READ: Philippines, Japan to sign landmark defense deal on Monday

Japanese Foreign Minister Yoko Kamikawa described the pact, which eases the entry of equipment and troops for combat training and disaster response, as a “landmark achievement”.

The deal is the first of its kind to be signed by Japan in Asia, and coincides with a rise in aggression by Chinese vessels in the disputed South China Sea.

“This is another milestone in our shared endeavour to ensure a rules-based international order,” Philippine Defense Minister Gilberto Teodoro told reporters after the signing.

Both the Philippines and Japan, two of the United States’ closest Asian allies, have taken a strong line against what they see as an increasingly assertive China in the South China Sea, a region where Beijing’s expansive claims conflict with those of several Southeast Asian nations.

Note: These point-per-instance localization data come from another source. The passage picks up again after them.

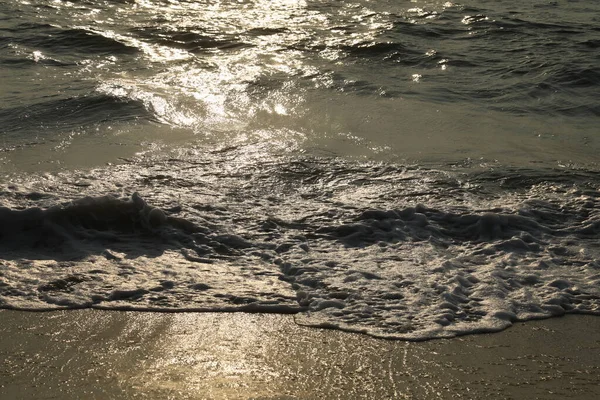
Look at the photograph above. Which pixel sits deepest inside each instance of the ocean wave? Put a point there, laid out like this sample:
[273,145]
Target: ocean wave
[392,251]
[67,113]
[74,40]
[189,39]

An international tribunal in 2016 said China’s claims had no legal basis, a ruling that Beijing rejects.

Japan, which last year announced its biggest military build-up since World War Two in a step away from its post-war pacifism, does not have any claims to the South China Sea, but has a separate maritime dispute with China in the East China Sea, where they have repeatedly faced off.

It has supported the Philippines‘ position in the South China Sea and has expressed serious concern over China’s actions, including recent incidents that resulted in damage to Philippine vessels and injured a Filipino sailor.

“The Philippines and other Southeast Asian Nations are situated in…a key junction of Japan’s sea lanes; advancing defense cooperation and exchanges with the Philippines is important for Japan,” Defense minister Minoru Kihara added.

The Philippines has a Visiting Forces Agreement with the United States and Australia. Tokyo, which hosts the biggest concentration of U.S. forces abroad, has similar RAA deals with Australia and Britain, and is negotiating another with France.

The RAA will take effect after being ratified by both countries’ parliaments.